Filming took place at the Schleissheim Palace (the exterior of which is recognizable to those who have seen the film,) the Nymphenburg Palace (where the iconic garden shadows shot was filmed,) the Amalienburg Hunting Lodge and the Antiquarium of the Residenz. Cinematographer Sacha Vierny had first collaborated with Alain Resnais on
Night and Fog, which was released in 1956 - and would go on to be his director of photography in another nine films. In
Marienbad he was hit with a lot of logistical problems, the most famous of which was the need to set actors on scaffolding in order to be able to capture them and the ornate ceilings of where they were shooting in the same shot. Fading in and out of locations posed further challenges and coordination, as did dolly shots over rough hewn garden paths (these posed similar problems for all the tracking shots needed in
Night and Fog.) Resnais wanted to find and use old kinds of film stock to create effects like those seen in silent films of the 1920s, but found he could not. He did his best however to give the film that kind of feeling. There are numerous instances of overexposure where light bleeds into the scene, and the makeup and hairstyles of the cast tries to create an impression of this earlier era.
Francis Seyrig's score is interesting to say the least. By direction, the film's opening is introduced with music that would normally be at the end of a feature in this era, heralding an ending at the beginning.
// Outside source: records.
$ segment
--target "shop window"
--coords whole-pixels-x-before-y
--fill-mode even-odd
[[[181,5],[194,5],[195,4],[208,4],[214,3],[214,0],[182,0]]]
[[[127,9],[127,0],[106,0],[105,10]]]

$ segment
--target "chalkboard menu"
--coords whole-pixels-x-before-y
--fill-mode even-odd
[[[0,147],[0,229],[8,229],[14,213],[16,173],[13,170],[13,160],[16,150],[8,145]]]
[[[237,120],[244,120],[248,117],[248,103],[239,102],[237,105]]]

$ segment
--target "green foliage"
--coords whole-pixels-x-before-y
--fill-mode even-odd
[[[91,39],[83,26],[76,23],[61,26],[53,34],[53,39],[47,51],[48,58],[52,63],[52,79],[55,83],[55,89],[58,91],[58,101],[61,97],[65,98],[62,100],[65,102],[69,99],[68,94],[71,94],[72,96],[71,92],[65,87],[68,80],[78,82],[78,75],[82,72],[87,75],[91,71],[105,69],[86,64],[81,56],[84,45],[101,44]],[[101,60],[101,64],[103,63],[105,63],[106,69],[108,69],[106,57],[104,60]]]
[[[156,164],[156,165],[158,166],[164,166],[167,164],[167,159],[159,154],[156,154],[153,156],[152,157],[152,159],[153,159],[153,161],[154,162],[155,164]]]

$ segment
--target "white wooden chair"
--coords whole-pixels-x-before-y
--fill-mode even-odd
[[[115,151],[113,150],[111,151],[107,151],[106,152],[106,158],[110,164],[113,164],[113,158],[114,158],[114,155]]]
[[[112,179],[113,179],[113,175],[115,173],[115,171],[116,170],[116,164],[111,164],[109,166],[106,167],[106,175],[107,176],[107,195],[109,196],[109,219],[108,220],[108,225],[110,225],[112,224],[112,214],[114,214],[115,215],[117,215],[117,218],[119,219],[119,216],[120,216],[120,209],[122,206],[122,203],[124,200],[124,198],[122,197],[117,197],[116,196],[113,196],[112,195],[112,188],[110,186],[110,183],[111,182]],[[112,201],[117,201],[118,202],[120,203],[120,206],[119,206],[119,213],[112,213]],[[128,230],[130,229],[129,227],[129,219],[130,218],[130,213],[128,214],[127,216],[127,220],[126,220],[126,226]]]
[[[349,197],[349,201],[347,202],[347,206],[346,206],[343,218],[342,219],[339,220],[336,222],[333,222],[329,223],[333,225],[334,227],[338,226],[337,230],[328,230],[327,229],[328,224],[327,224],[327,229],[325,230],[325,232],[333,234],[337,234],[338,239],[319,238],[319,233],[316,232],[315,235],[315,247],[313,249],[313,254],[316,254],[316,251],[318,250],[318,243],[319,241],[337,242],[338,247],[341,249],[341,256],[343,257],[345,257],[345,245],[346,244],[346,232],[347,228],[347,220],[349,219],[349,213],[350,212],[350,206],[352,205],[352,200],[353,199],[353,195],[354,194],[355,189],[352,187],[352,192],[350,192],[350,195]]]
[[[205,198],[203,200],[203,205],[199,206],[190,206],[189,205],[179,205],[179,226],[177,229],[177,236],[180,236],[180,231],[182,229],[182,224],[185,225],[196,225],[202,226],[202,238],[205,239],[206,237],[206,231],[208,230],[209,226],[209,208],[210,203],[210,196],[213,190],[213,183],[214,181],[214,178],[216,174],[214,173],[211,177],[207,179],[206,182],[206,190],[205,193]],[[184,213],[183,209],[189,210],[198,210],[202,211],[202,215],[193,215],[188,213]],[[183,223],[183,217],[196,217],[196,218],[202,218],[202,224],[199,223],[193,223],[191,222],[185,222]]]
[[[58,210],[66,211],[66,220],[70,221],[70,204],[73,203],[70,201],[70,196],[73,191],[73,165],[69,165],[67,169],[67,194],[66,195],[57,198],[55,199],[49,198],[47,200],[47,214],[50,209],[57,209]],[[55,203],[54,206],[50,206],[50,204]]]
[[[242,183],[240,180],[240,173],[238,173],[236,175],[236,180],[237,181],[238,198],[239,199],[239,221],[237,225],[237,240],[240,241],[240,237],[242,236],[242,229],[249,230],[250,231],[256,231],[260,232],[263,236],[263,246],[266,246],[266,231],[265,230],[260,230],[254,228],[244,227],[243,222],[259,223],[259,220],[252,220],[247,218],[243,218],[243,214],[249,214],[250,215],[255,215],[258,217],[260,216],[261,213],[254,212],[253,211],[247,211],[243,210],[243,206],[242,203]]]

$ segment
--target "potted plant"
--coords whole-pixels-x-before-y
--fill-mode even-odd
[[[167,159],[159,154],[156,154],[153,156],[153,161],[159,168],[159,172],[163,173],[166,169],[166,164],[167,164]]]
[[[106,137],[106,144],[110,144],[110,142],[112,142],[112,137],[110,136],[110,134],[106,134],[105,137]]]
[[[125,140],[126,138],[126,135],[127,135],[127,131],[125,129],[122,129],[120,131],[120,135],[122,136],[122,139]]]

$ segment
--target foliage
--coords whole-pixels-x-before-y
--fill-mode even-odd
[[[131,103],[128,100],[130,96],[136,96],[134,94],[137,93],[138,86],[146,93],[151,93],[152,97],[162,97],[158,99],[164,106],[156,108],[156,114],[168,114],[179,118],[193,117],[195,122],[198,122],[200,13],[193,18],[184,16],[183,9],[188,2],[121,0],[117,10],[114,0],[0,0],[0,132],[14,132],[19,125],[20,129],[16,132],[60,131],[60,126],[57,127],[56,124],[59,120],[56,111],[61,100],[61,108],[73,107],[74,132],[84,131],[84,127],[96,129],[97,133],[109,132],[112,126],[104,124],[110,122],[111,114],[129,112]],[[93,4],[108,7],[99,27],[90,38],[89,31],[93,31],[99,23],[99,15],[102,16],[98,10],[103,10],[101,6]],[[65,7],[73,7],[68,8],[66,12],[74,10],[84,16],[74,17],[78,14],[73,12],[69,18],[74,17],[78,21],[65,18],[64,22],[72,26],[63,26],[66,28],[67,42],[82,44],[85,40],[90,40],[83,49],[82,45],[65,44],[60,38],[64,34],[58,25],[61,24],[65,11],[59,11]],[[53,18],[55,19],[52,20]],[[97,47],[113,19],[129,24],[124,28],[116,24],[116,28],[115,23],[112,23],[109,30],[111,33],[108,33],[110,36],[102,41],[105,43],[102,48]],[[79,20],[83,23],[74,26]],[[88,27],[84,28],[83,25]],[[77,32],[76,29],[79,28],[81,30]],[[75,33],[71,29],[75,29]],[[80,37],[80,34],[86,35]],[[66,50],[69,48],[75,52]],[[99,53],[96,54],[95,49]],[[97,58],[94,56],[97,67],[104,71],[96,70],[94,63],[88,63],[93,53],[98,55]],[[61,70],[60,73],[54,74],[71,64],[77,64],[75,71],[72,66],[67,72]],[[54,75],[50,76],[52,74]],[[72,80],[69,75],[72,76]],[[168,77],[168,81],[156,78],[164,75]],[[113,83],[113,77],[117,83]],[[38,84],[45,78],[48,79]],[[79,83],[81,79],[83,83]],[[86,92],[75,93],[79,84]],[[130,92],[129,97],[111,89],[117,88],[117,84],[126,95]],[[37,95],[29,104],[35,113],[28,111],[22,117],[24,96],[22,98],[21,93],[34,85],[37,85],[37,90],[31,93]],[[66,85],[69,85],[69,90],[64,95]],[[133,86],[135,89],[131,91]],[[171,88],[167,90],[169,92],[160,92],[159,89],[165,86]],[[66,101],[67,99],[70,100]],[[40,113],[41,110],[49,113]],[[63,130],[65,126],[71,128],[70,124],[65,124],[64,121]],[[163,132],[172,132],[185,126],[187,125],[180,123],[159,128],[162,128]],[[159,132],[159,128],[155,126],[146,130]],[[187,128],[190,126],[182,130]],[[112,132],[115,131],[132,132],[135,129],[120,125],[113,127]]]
You'll notice the same music at the end of the play the inhabitants of the hotel are watching. Sound-wise, I'm particularly tickled by the two violinists who appear to be producing organ music. Sound is as tricky and manipulative in this film as vision is - you'll notice dialogue when everyone's mouths are closed, and sometimes nothing when they appear to be talking. Is it to give us the impression of a dream? It makes us question the very reality of everything we see, and if we can't trust our eyes and ears, can we trust anything that anyone says in this film? The characters surely don't trust each other. Memories of water freezing up preoccupy some, who race to the library to try and verify the fact. X's memory very much refutes it. A doesn't seem to trust anything that X might care to remember. Geometry, sound, memory and vision - space and time itself - seem flexible in the world this film inhabits. Perhaps it does take place in the mind - the one place where all of this really rings true.
In the end X's fixation on A fills the entire film, and becomes the one thing we can be certain of. Time, place and memory don't seem to matter, even though they are talked about obsessively - only desire and persuasion, and A's constant prevaricating hesitation, reluctance and possible acquiescence. Perhaps this is what matters most - the desire and very act of seduction. These are things everyone can agree are there. We don't know what happened a year ago, or even if what X is claiming to have happened did occur at Marienbad itself. The truths are the feelings of the characters. Confidence, obsession, reluctance and fear. Perhaps this is all that truly matters - the rest, such as who says what about what a particular statue represents or if the water at a particular resort froze this time last year don't matter at all. Where something happened makes no real difference, and neither do poses or clothing or style. Everything can be interchanged and everything stay the same. Looked at this way,
Last Year at Marienbad is about the strength of it's character's emotions, which are constant in a sea of continually changing memory and details. Perhaps it reflects the human mind in a way that very few films ever have.